I am using water based ink. I was printing the pocket on a polo shirt, this is the first time i have printed pockets. i messed the first four prints up pretty bad. after messing these up i wanted to quit screen printing because i was so frustrated. eventually i collected myself and started over and every other one turned out great. i was printing an opaque white on a black shirt.. 

my question: can i remove the water based ink from the shirt? i know that you can do this with plastisol with a spot gun remover. is there anything that i can do to salvage these expensive shirts?


----------



## Fluid (Jun 20, 2005)

:welcome: piratestuff.
Im not sure about removing waterbased inks. Your best bet might be to contact the ink manufacturer and see what they reccomend if anything.

Someone with waterbased printing knowledge will more than likely jump in yet my advise is always a good way to start.


----------



## Solmu (Aug 15, 2005)

I don't personally know of a way to remove it (which certainly doesn't mean there isn't one ). There might be something that can break it down, but I wouldn't bet on it. I think Fluid's advice to contact the manufacturer is probably the best route.


----------



## Your Mantras (Aug 13, 2007)

I have removed water based ink just with a sponge and detergent, but you need to do it asap as the longer it is left, the harder it will be to remove.


----------



## majkthreads (Mar 29, 2006)

You probably can get it out if you wash it, but it may take 3-4 washes to get it out. White is hard to get out. 
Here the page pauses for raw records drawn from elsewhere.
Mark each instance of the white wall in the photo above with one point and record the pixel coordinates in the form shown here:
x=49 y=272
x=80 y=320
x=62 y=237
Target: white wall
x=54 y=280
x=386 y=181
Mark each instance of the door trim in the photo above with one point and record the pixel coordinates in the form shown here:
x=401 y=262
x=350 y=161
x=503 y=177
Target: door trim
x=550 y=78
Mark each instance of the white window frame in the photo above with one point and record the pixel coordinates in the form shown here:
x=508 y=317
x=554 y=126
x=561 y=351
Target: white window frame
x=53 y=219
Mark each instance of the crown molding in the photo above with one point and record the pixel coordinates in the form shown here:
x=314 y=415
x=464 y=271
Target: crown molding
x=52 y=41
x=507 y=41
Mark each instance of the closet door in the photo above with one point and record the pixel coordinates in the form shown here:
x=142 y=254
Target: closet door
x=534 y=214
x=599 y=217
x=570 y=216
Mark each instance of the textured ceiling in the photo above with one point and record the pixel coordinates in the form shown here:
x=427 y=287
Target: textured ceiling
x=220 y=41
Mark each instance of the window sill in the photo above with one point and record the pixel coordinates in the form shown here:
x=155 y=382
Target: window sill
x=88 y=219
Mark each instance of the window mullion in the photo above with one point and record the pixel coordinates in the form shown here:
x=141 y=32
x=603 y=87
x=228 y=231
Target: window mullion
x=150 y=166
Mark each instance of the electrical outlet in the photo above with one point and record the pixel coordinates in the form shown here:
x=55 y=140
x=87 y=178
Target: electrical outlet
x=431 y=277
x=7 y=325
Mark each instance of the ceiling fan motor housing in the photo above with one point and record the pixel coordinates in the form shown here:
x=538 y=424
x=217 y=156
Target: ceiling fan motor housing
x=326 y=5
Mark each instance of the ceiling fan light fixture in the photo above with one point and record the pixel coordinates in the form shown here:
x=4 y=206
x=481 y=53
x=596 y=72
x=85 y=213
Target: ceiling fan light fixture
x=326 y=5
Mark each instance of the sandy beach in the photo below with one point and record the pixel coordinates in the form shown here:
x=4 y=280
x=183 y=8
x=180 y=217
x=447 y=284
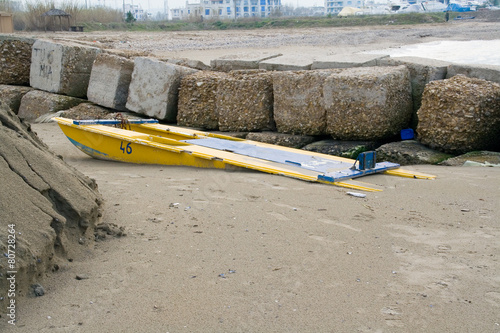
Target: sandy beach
x=243 y=251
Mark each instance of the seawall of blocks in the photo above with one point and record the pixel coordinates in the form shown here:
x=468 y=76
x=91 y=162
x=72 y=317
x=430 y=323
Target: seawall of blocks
x=356 y=97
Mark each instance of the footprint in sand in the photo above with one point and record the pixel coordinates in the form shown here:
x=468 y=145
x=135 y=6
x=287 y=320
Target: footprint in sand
x=392 y=316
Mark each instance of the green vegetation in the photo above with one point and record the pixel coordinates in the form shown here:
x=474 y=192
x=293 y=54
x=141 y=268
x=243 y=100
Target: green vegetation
x=110 y=19
x=31 y=18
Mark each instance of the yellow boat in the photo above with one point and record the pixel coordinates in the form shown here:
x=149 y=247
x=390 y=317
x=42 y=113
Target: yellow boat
x=145 y=141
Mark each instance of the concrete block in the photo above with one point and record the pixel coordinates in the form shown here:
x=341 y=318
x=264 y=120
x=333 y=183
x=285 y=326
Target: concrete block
x=484 y=72
x=367 y=103
x=348 y=61
x=287 y=63
x=298 y=101
x=15 y=60
x=197 y=100
x=460 y=114
x=109 y=81
x=12 y=95
x=422 y=71
x=241 y=61
x=62 y=68
x=245 y=102
x=154 y=88
x=37 y=103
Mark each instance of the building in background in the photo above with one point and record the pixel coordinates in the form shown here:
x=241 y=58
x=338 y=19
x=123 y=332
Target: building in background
x=227 y=9
x=335 y=6
x=136 y=10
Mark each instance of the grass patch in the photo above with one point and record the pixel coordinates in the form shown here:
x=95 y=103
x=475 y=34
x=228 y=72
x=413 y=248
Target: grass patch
x=98 y=19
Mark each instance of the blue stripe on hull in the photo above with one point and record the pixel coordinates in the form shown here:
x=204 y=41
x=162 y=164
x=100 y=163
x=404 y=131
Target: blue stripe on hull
x=90 y=151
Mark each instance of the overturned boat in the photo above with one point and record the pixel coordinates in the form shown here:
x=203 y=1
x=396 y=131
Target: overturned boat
x=145 y=141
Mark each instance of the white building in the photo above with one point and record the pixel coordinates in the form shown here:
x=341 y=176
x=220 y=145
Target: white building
x=227 y=9
x=335 y=6
x=136 y=10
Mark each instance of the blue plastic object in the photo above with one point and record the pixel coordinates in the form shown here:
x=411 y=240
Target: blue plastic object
x=407 y=134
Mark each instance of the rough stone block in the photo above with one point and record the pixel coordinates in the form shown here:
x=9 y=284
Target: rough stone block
x=460 y=114
x=36 y=103
x=422 y=71
x=287 y=63
x=348 y=61
x=281 y=139
x=12 y=95
x=368 y=103
x=62 y=68
x=197 y=100
x=484 y=72
x=109 y=81
x=15 y=60
x=154 y=88
x=196 y=64
x=241 y=61
x=245 y=102
x=298 y=101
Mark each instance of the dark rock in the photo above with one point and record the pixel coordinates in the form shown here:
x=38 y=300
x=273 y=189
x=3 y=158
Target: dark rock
x=281 y=139
x=37 y=103
x=348 y=149
x=45 y=198
x=409 y=152
x=490 y=157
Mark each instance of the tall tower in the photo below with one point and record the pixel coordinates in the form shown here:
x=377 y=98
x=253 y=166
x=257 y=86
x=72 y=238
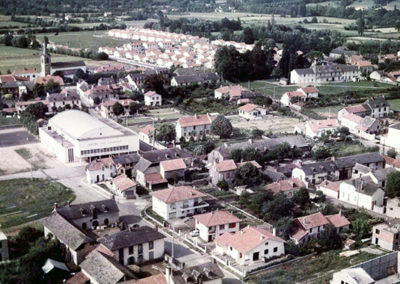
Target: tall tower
x=45 y=59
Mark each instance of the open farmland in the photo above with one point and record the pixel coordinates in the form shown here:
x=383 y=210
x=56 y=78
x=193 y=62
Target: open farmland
x=85 y=39
x=274 y=124
x=25 y=200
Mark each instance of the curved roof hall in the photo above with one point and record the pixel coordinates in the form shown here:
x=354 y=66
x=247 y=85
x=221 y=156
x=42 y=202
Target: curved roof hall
x=81 y=125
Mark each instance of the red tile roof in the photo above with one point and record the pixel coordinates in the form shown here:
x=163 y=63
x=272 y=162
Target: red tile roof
x=175 y=194
x=284 y=185
x=216 y=218
x=173 y=165
x=148 y=129
x=248 y=107
x=226 y=165
x=97 y=164
x=201 y=119
x=123 y=182
x=308 y=90
x=246 y=239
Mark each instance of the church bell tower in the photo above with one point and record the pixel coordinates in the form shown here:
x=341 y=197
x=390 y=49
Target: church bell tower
x=45 y=59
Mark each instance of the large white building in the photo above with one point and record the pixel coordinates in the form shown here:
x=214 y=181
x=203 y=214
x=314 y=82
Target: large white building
x=75 y=136
x=325 y=74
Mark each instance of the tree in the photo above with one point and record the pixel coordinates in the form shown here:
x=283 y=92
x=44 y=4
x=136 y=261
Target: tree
x=301 y=197
x=155 y=83
x=392 y=153
x=118 y=109
x=222 y=184
x=134 y=108
x=329 y=238
x=361 y=24
x=166 y=133
x=320 y=153
x=221 y=126
x=247 y=175
x=277 y=208
x=236 y=155
x=393 y=184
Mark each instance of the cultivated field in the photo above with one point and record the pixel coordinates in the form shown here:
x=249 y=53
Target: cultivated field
x=26 y=200
x=274 y=124
x=12 y=58
x=86 y=39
Usually though I wash them immediately to make sure it's easier.


----------



## jundogg (Jul 20, 2007)

you can remove it by washing the shirt at the moment you made a mistake. 
wash it right away while the ink has not yet dried.


----------



## muibubbles (Apr 21, 2011)

reviving this thread......! 

i just saw a video from ryonet that says you cant spot remove WB ink......... BUT i have spot gun and i bought it without knowing that, and i have used it on waterbased ink and it worked perfectly fine....... one shirt was off production for about 30-60 min. the other one was probably 2 weeks old..........
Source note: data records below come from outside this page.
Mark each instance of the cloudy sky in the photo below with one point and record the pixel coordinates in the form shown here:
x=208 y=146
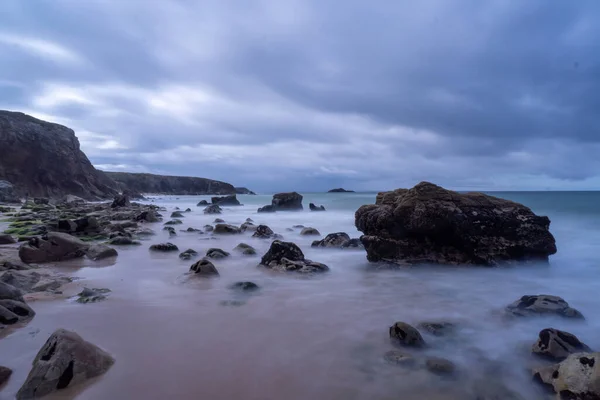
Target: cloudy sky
x=314 y=94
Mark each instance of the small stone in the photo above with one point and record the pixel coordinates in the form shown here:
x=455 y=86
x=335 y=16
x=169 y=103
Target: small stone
x=440 y=366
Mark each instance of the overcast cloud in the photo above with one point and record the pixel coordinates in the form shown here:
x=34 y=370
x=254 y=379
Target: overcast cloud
x=313 y=94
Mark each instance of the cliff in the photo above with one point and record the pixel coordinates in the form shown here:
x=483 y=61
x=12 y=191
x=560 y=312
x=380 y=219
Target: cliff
x=43 y=159
x=164 y=184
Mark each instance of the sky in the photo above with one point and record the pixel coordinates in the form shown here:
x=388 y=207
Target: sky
x=309 y=95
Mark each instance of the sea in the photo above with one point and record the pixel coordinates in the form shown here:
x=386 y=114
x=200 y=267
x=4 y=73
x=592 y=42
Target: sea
x=175 y=336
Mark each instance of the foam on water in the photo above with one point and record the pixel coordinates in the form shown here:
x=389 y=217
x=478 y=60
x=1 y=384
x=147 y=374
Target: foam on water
x=323 y=336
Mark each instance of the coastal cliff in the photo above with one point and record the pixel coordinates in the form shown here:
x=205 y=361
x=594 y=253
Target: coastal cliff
x=44 y=159
x=165 y=184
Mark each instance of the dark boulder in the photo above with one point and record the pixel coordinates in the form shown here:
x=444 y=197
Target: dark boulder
x=313 y=207
x=64 y=361
x=542 y=304
x=558 y=345
x=213 y=209
x=332 y=240
x=56 y=246
x=287 y=257
x=429 y=224
x=230 y=200
x=204 y=268
x=121 y=200
x=164 y=247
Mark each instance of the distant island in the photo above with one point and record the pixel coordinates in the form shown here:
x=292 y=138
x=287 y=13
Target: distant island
x=340 y=190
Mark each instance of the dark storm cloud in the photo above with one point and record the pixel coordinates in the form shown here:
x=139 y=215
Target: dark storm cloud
x=307 y=94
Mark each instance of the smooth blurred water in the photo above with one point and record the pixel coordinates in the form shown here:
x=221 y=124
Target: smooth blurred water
x=321 y=337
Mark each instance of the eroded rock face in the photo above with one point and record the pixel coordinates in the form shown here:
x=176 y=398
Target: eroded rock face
x=558 y=345
x=204 y=268
x=542 y=304
x=287 y=257
x=429 y=224
x=576 y=378
x=230 y=200
x=65 y=360
x=55 y=246
x=332 y=240
x=407 y=335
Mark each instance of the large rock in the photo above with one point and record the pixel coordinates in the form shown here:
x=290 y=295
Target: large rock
x=213 y=209
x=542 y=304
x=7 y=189
x=332 y=240
x=43 y=159
x=64 y=361
x=225 y=229
x=120 y=200
x=230 y=200
x=287 y=256
x=558 y=345
x=576 y=378
x=7 y=239
x=429 y=224
x=166 y=184
x=55 y=246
anyone else use a spot gun on WB ink?


----------



## squeeG (Oct 21, 2010)

i do. spot cleaning gun with wb paint work just fine. i usually let the wb paint dry out a bit before hitting with the gun to prevent the wet paint bleed all over the shirt.


----------



## dantebusal (4 mo ago)

muibubbles said:


> reviving this thread......!
> 
> i just saw a video from ryonet that says you cant spot remove WB ink......... BUT i have spot gun and i bought it without knowing that, and i have used it on waterbased ink and it worked perfectly fine....... one shirt was off production for about 30-60 min. the other one was probably 2 weeks old..........
> 
> anyone else use a spot gun on WB ink?


but what do you use as a fluid in the spot gun??


----------